The invention relates generally to sealed silos and more particularly to air breather bags which maintain pressure equilibrium between the inside and the outside of the sealed silo. The silo is recognized as a fundamental development in the art of storing silage and fodder materials which are utilized as feed for various farm animals. It has been determined that the storage life of various silage and fodder feed is extended markedly by preserving such feed in an atmosphere devoid of oxygen. Recently, therefore, silos have been designed to be substantially airtight to prevent the ingestion of oxygen laden air. Such a sealed silo is manufactured by A. O. Smith Harvestore Products, Inc., of Arlington Heights, Ill.
Such sealed silos may be forty to as much as sixty feet high and have diameters from twenty to thirty feet.
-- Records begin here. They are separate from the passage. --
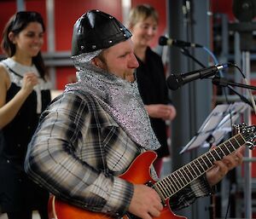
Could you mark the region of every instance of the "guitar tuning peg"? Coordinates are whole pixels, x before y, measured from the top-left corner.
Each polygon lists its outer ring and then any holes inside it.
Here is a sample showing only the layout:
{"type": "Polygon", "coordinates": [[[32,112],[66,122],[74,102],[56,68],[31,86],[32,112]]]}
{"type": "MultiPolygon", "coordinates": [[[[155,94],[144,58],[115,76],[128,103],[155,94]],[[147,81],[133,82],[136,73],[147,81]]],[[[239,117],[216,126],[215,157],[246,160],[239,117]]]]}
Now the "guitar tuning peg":
{"type": "Polygon", "coordinates": [[[255,148],[255,142],[251,142],[249,141],[246,141],[245,145],[248,147],[250,150],[253,150],[255,148]]]}

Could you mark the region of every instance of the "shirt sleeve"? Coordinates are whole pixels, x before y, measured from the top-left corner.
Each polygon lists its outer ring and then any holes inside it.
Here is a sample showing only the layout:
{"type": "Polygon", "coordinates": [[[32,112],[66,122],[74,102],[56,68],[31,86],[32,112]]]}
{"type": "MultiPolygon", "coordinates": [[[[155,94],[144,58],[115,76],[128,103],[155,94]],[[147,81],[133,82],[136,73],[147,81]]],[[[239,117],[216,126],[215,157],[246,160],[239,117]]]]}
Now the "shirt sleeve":
{"type": "MultiPolygon", "coordinates": [[[[42,115],[30,142],[25,170],[62,200],[84,210],[123,215],[131,202],[133,185],[97,168],[98,161],[104,162],[102,151],[91,162],[77,153],[84,136],[93,138],[90,129],[84,128],[94,119],[91,117],[86,103],[78,96],[66,95],[53,102],[42,115]],[[82,134],[82,127],[88,133],[82,134]]],[[[97,145],[103,144],[98,141],[97,145]]]]}
{"type": "Polygon", "coordinates": [[[180,210],[190,205],[196,199],[211,195],[213,192],[214,189],[210,187],[204,175],[173,195],[169,204],[172,210],[180,210]]]}

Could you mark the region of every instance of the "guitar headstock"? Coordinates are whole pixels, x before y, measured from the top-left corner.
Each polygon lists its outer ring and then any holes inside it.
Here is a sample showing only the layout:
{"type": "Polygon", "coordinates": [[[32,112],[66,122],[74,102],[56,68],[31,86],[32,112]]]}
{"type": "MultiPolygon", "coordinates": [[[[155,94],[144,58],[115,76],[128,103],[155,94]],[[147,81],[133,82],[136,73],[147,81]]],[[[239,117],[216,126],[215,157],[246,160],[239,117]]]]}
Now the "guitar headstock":
{"type": "Polygon", "coordinates": [[[249,149],[253,150],[255,148],[255,139],[256,139],[256,126],[255,125],[247,125],[245,123],[240,124],[234,124],[233,128],[235,132],[241,133],[242,136],[246,139],[246,146],[249,149]]]}

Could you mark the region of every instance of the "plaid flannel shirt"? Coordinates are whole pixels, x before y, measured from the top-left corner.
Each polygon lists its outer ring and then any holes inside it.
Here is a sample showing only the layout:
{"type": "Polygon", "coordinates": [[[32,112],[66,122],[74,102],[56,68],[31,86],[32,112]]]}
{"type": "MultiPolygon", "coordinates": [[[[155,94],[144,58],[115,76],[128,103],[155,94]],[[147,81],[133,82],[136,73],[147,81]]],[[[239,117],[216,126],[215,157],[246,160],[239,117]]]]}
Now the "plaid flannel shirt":
{"type": "MultiPolygon", "coordinates": [[[[117,216],[128,210],[133,194],[132,183],[117,176],[143,151],[90,95],[66,92],[43,112],[25,170],[63,200],[117,216]]],[[[209,193],[201,178],[172,205],[186,206],[209,193]]]]}

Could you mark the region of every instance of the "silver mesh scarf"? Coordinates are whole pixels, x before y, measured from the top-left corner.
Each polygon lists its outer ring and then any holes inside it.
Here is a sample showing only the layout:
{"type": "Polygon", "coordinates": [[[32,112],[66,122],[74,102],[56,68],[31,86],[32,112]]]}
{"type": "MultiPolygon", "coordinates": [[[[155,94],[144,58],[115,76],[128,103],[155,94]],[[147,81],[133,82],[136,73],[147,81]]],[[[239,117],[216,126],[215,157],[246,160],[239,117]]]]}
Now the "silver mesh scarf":
{"type": "Polygon", "coordinates": [[[146,149],[159,148],[137,82],[130,83],[91,64],[90,60],[100,52],[72,57],[78,69],[78,83],[67,84],[65,92],[90,93],[135,142],[146,149]]]}

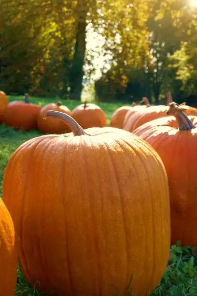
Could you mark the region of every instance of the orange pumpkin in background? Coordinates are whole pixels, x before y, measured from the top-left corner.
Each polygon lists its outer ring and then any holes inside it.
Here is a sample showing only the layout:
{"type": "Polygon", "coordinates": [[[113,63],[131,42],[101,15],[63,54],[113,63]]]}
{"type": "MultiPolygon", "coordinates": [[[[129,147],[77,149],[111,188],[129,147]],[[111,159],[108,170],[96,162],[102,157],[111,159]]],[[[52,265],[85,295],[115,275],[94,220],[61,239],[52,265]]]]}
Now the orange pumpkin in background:
{"type": "Polygon", "coordinates": [[[0,295],[14,296],[18,261],[13,223],[0,198],[0,295]]]}
{"type": "Polygon", "coordinates": [[[8,104],[8,99],[6,95],[3,91],[0,90],[0,124],[4,120],[5,110],[8,104]]]}
{"type": "Polygon", "coordinates": [[[123,123],[126,113],[132,110],[133,107],[123,106],[117,109],[113,113],[110,122],[110,126],[119,129],[123,128],[123,123]]]}
{"type": "Polygon", "coordinates": [[[38,127],[43,133],[62,133],[70,132],[70,130],[60,120],[52,117],[45,118],[46,112],[49,110],[62,112],[71,115],[71,111],[62,104],[61,102],[47,104],[40,111],[38,118],[38,127]]]}
{"type": "Polygon", "coordinates": [[[72,112],[72,117],[83,129],[104,127],[107,126],[107,116],[97,105],[85,102],[76,107],[72,112]]]}
{"type": "Polygon", "coordinates": [[[171,241],[197,246],[197,117],[171,103],[169,116],[147,122],[133,133],[157,152],[166,167],[170,198],[171,241]],[[170,116],[170,115],[174,116],[170,116]]]}
{"type": "Polygon", "coordinates": [[[37,127],[37,118],[41,109],[39,105],[14,101],[7,106],[4,112],[5,123],[16,129],[26,131],[37,127]]]}
{"type": "Polygon", "coordinates": [[[134,105],[133,106],[133,108],[131,109],[131,110],[128,110],[126,114],[123,124],[123,129],[125,129],[125,127],[126,126],[127,122],[131,115],[134,113],[137,113],[138,112],[140,113],[141,111],[143,112],[143,111],[146,109],[147,107],[149,107],[150,106],[150,103],[146,97],[143,97],[142,100],[140,101],[140,103],[144,103],[145,104],[134,105]]]}
{"type": "MultiPolygon", "coordinates": [[[[171,93],[169,91],[167,93],[167,106],[165,105],[151,106],[144,110],[144,111],[138,113],[138,116],[137,114],[130,116],[127,124],[124,126],[124,130],[128,132],[133,132],[139,126],[146,123],[146,122],[167,116],[166,112],[169,110],[169,104],[170,104],[172,102],[171,93]]],[[[144,100],[146,99],[145,98],[144,100]]],[[[185,106],[184,108],[185,112],[187,115],[197,116],[197,109],[195,108],[192,108],[189,106],[185,106]]]]}
{"type": "Polygon", "coordinates": [[[63,118],[73,133],[23,144],[3,180],[27,279],[45,295],[109,296],[117,294],[114,286],[126,293],[133,276],[134,293],[149,295],[170,246],[159,156],[125,131],[84,131],[67,114],[47,115],[63,118]]]}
Basically, therefore, the structures define sealed cylinders. Since they are located out of doors, they are subject to wide variations in temperature, produced by both the sun's radiant energy and ambient conditions, as well as variations in the barometric pressure. Absent a structure to compensate for the variations in internal pressure, the walls of a sealed silo would be subjected to substantial hoop stresses when the internal pressure was above the ambient and, likewise, subjected to crushing and collapsing forces when the reverse condition was true. It was therefore appreciated that a pressure equalizing device which maintained the silo in a sealed condition must be incorporated thereinto.
Such a pressure equalizing device is the air breather bag of the instant invention. Numerous designs have been suggested. Early breather device patents teach the use of long rectangular plastic breather bags or toroidal bags having a semi-circular profile. A configuration which has become somewhat standard within the industry comprises two separate arcuate, half-toroidal sections each having a circular cross section. Each half toroidal section is hung near the top of the silo with its ends generally abutting the ends of the other breather bag. The use of two half-toroid bags not only minimizes replacement costs resulting from the failure of a portion of one breather bag but also facilitates their manufacture and installation. Alternatively, three bags, each subtending an arc of approximately 120.degree., may be desirable to further reduce individual cost and further facilitate manufacture.
The present sophistication of silo breather bags is the result of various attempts to improve the service life of such breather bags through the strategic location of seams along lines of low stress and sealing methods which inhibit stress concentrations. An early breather bag seam configuration comprehends the use of a plurality of axially abutting bands. Such a design often utilized as many as twelve plastic panels which were formed into hoops and subsequently axially aligned and sealed. Finally, circular end panels were secured to opposite ends of the generally toroidal breather bag. The resulting breather bag exhibited a high seam length to volume ratio and was subject to early failure which invariably occurred along a seam.
Another previous design is disclosed in U.S. Pat. No. 3,888,288 to Hickle and Sherbourne which discloses a half-toroidal breather bag which includes staggered non-coextensive sealed edges which have no more than three sealed panels contiguous at any one point.